Hi! I am a postdoctoral researcher at the University of Helsinki, where I have joined the COMHIS group. I research semantic change in multilingual, unstructured, OCRed, historical textual data and specialise in topic modelling (LDA) with a special interest on the relation between words and ideas, and how they evolve through time.

I was a visiting researcher at the Long Room Hub of Trinity College Dublin for three months In 2015, and for two weeks at the Alan Turing Institute in 2017. In 2018 I have returned twice to the Turing, both times for a bit more than a week.

I have obtained my PhD from the Université libre de Bruxelles.

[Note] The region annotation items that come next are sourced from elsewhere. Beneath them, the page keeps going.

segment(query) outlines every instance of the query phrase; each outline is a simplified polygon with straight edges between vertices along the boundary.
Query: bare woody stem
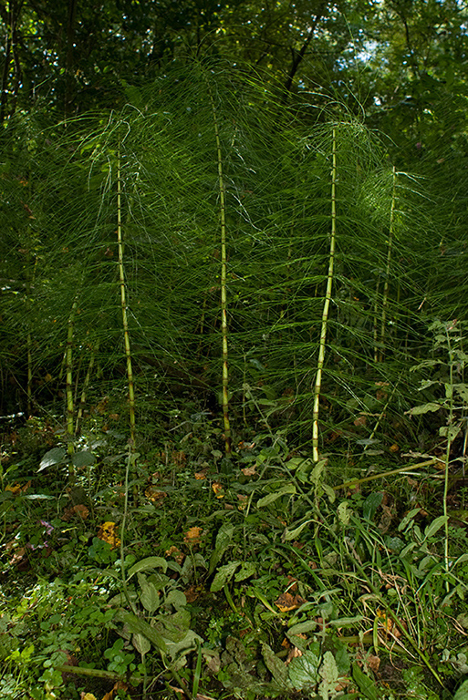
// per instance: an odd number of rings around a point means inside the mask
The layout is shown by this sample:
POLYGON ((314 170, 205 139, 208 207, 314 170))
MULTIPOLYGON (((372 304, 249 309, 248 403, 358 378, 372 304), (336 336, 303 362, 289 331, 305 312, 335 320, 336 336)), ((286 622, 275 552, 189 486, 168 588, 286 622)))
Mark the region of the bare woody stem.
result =
POLYGON ((120 286, 120 304, 122 309, 122 327, 125 346, 125 357, 127 360, 127 383, 129 386, 129 413, 130 413, 130 444, 133 449, 136 439, 135 422, 135 391, 133 383, 133 370, 131 367, 131 349, 129 334, 129 323, 127 317, 127 298, 125 291, 125 274, 123 267, 123 236, 122 236, 122 182, 120 170, 120 147, 117 157, 117 244, 119 248, 119 282, 120 286))
POLYGON ((325 348, 327 330, 328 325, 328 311, 333 287, 333 269, 335 265, 335 246, 337 240, 337 133, 332 131, 332 165, 331 165, 331 231, 330 250, 328 257, 328 274, 327 276, 327 290, 322 312, 320 327, 320 341, 318 344, 318 359, 314 386, 314 410, 312 414, 312 451, 314 461, 318 461, 318 414, 320 409, 320 392, 322 389, 322 372, 325 363, 325 348))
POLYGON ((65 365, 67 372, 66 394, 67 394, 67 435, 68 437, 68 456, 70 457, 69 475, 73 476, 73 465, 71 456, 75 451, 73 438, 75 430, 73 426, 73 414, 75 406, 73 401, 73 334, 75 332, 75 315, 78 310, 78 294, 73 300, 70 315, 68 316, 68 329, 67 332, 67 350, 65 351, 65 365))
POLYGON ((216 153, 218 161, 218 181, 220 197, 220 223, 221 223, 221 335, 222 335, 222 359, 223 359, 223 419, 224 427, 224 445, 226 457, 231 455, 231 426, 229 423, 229 370, 228 370, 228 326, 227 326, 227 254, 226 254, 226 197, 224 179, 223 176, 223 154, 221 150, 221 139, 219 135, 218 119, 214 100, 210 91, 210 99, 213 109, 214 124, 214 137, 216 139, 216 153))

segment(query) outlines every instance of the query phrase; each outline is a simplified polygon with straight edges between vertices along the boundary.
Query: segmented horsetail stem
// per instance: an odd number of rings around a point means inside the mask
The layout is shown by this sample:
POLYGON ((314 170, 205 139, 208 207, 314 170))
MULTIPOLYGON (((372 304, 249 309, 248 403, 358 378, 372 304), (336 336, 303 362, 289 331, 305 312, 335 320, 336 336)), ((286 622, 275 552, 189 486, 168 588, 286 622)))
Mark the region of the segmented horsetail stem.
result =
POLYGON ((127 360, 127 383, 129 386, 129 414, 130 414, 130 445, 133 449, 136 438, 135 422, 135 392, 133 383, 133 370, 131 367, 131 348, 130 342, 129 323, 127 316, 127 298, 125 292, 125 274, 123 267, 123 236, 122 236, 122 181, 120 170, 120 145, 117 156, 117 244, 119 248, 119 282, 120 286, 120 304, 122 308, 122 327, 125 345, 125 357, 127 360))
POLYGON ((397 172, 395 166, 393 166, 393 190, 391 192, 391 205, 390 205, 390 220, 389 226, 389 241, 387 243, 387 265, 385 267, 385 282, 383 284, 382 293, 382 315, 380 318, 380 352, 379 354, 380 362, 383 361, 384 349, 383 344, 385 342, 385 326, 387 323, 387 304, 389 303, 389 279, 390 273, 391 263, 391 252, 393 246, 393 235, 395 231, 395 205, 397 200, 397 172))
POLYGON ((221 222, 221 335, 222 335, 222 359, 223 359, 223 419, 224 427, 225 454, 231 454, 231 426, 229 423, 229 369, 228 369, 228 326, 227 326, 227 254, 226 254, 226 198, 224 179, 223 176, 223 157, 221 150, 221 139, 219 135, 218 118, 216 108, 210 87, 208 86, 210 100, 212 103, 213 120, 214 125, 214 138, 216 139, 216 154, 218 161, 218 181, 220 199, 220 222, 221 222))
POLYGON ((327 341, 327 329, 328 325, 328 311, 333 287, 333 268, 335 265, 335 245, 337 239, 337 133, 332 131, 332 166, 331 166, 331 230, 330 250, 328 256, 328 274, 327 277, 327 291, 322 312, 322 324, 320 327, 320 341, 318 344, 318 359, 317 362, 317 374, 314 386, 314 410, 312 414, 312 450, 314 461, 318 461, 318 413, 320 409, 320 392, 322 388, 322 371, 325 363, 325 345, 327 341))

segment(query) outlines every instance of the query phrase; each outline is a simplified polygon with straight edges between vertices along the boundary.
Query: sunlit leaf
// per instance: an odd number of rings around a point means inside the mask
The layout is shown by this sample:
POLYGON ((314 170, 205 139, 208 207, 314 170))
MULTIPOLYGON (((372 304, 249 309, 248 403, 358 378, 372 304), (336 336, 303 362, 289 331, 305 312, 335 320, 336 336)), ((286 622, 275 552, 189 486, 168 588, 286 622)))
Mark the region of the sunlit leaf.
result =
POLYGON ((64 464, 66 461, 67 452, 63 448, 53 448, 46 452, 42 458, 37 471, 47 469, 47 467, 52 467, 54 464, 64 464))

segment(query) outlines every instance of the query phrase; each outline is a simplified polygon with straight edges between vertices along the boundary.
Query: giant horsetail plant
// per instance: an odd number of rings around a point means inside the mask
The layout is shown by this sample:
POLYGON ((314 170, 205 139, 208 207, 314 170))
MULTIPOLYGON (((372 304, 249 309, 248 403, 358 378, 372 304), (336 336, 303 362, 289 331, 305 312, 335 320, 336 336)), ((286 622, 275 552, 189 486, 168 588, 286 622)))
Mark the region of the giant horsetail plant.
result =
POLYGON ((67 395, 67 437, 68 440, 68 452, 70 458, 69 473, 73 476, 73 465, 71 458, 75 451, 73 438, 75 437, 73 417, 75 411, 73 400, 73 334, 75 328, 75 316, 78 306, 78 295, 75 294, 71 306, 70 315, 68 316, 68 327, 67 331, 67 349, 65 351, 65 370, 66 370, 66 395, 67 395))
POLYGON ((328 273, 327 275, 327 289, 322 312, 320 326, 320 340, 318 343, 318 359, 314 384, 314 407, 312 413, 312 451, 313 459, 318 461, 318 414, 320 410, 320 392, 322 387, 322 372, 325 363, 325 348, 327 329, 328 325, 328 312, 330 308, 331 293, 333 288, 333 270, 335 265, 335 248, 337 242, 337 129, 332 130, 331 150, 331 211, 330 211, 330 247, 328 254, 328 273))
POLYGON ((213 123, 214 128, 214 139, 216 141, 216 160, 219 180, 219 202, 220 202, 220 243, 221 243, 221 338, 223 359, 223 423, 224 428, 224 449, 226 457, 231 455, 231 426, 229 422, 229 368, 228 368, 228 326, 227 326, 227 255, 226 255, 226 198, 225 185, 223 175, 223 152, 221 149, 221 139, 219 135, 218 116, 213 98, 213 93, 208 84, 210 101, 213 110, 213 123))
POLYGON ((385 345, 385 327, 387 323, 387 306, 389 304, 389 288, 390 288, 390 264, 391 264, 391 253, 393 246, 393 237, 395 234, 395 205, 396 205, 396 192, 397 192, 397 172, 396 168, 392 168, 392 191, 391 191, 391 204, 390 212, 390 224, 389 224, 389 240, 387 243, 387 261, 385 266, 385 279, 383 283, 382 293, 382 313, 380 317, 380 349, 378 354, 377 359, 379 362, 383 361, 384 355, 384 345, 385 345))
POLYGON ((120 142, 117 151, 117 245, 119 249, 119 285, 120 288, 120 305, 122 312, 123 339, 125 358, 127 363, 127 381, 129 389, 130 412, 130 446, 135 448, 136 422, 135 422, 135 391, 133 383, 133 369, 131 365, 131 347, 130 342, 129 321, 127 316, 127 294, 125 288, 125 271, 123 264, 123 235, 122 235, 122 179, 120 168, 120 142))

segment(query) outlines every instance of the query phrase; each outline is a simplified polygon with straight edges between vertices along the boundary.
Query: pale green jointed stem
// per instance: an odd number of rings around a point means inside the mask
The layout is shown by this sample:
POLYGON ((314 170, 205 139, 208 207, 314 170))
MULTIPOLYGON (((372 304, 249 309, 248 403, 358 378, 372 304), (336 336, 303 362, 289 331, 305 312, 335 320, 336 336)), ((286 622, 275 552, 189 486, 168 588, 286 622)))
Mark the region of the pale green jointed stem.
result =
POLYGON ((335 265, 335 246, 337 240, 337 134, 336 129, 332 133, 332 167, 331 167, 331 232, 330 251, 328 259, 328 274, 327 278, 327 291, 322 313, 322 324, 320 328, 320 342, 318 345, 318 360, 317 363, 316 382, 314 386, 314 411, 312 416, 312 449, 313 459, 318 461, 318 413, 320 408, 320 391, 322 388, 322 371, 325 362, 325 344, 327 341, 327 328, 328 325, 328 310, 331 301, 331 290, 333 287, 333 268, 335 265))
POLYGON ((224 179, 223 176, 223 153, 221 150, 221 139, 219 135, 218 119, 214 100, 210 92, 212 102, 213 119, 214 124, 214 137, 216 139, 216 153, 218 161, 218 180, 220 196, 220 221, 221 221, 221 335, 223 345, 223 419, 224 427, 224 445, 227 457, 231 454, 231 426, 229 423, 229 371, 228 371, 228 345, 227 345, 227 254, 226 254, 226 198, 224 179))
POLYGON ((117 243, 119 247, 119 281, 120 286, 120 303, 122 308, 122 326, 125 345, 125 357, 127 359, 127 382, 129 385, 129 412, 130 412, 130 444, 135 448, 136 422, 135 422, 135 392, 133 384, 133 370, 131 366, 131 349, 130 342, 129 323, 127 318, 127 298, 125 292, 125 274, 123 267, 123 238, 122 238, 122 182, 120 177, 120 150, 117 160, 117 243))
POLYGON ((383 361, 383 344, 385 342, 385 324, 387 322, 387 305, 389 303, 389 280, 391 263, 391 249, 393 246, 393 236, 395 230, 395 203, 397 194, 397 172, 393 166, 393 191, 391 193, 390 219, 389 226, 389 241, 387 245, 387 265, 385 268, 385 282, 383 283, 382 293, 382 315, 380 319, 380 352, 379 353, 379 361, 383 361))
MULTIPOLYGON (((70 315, 68 317, 68 330, 67 333, 67 350, 66 350, 66 394, 67 394, 67 435, 68 436, 68 456, 71 458, 75 451, 73 438, 75 431, 73 427, 73 414, 75 410, 73 401, 73 333, 75 329, 75 314, 78 309, 78 296, 73 300, 70 315)), ((70 459, 69 474, 73 475, 73 465, 70 459)))
MULTIPOLYGON (((452 352, 452 344, 450 341, 451 328, 446 327, 445 334, 447 335, 447 344, 449 348, 449 417, 447 421, 447 449, 445 450, 445 470, 443 479, 443 515, 445 516, 444 523, 444 536, 445 540, 443 542, 443 560, 445 565, 445 571, 448 573, 450 570, 449 560, 449 516, 447 512, 447 497, 449 495, 449 467, 450 467, 450 452, 452 449, 452 443, 453 440, 452 424, 453 424, 453 355, 452 352)), ((449 579, 445 579, 445 587, 447 592, 449 592, 449 579)))

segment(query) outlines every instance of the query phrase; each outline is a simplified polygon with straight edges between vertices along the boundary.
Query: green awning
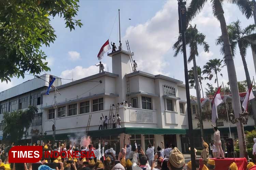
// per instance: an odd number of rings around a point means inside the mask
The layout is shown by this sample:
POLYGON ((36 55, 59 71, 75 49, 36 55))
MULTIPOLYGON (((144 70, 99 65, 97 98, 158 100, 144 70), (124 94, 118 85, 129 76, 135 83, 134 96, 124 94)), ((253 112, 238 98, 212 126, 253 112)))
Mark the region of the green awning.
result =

I speak French, Dutch and English. I can decipher very basic Norwegian Bokmål. I code in Python and dabble in R.

In the Spring 2019, I will be teaching “LDA-H506, Method course in digital humanities II: Intro to NLP for DH (Python)”, an elective course in the Master’s Programme “Linguistic Diversity in the Digital Age”.
One day I will make a better webpage for myself, today is not this day.

My most recent publications are here: tuhat
Others are here: difusion
There's also google scholar: scholar

Most important publications/things are, as of today (2018-09-11): Also this book: van Hooland, S., Gillet, F., Hengchen, S., and De Wilde, M., 2016. Introduction aux humanités numériques: méthodes et pratiques. De Boeck supérieur.

Soon a collective work will be available, with a contribution from McGillivray, B., Buning, R., and Hengchen, S. Title of the collective work is "Reassembling the Republic of Letters: Systems, Standards, Scholarship", edited by Howard Hotson and Thomas Wallnig. Title of our contribution is "Extracting topics over time in the Hartlib Papers."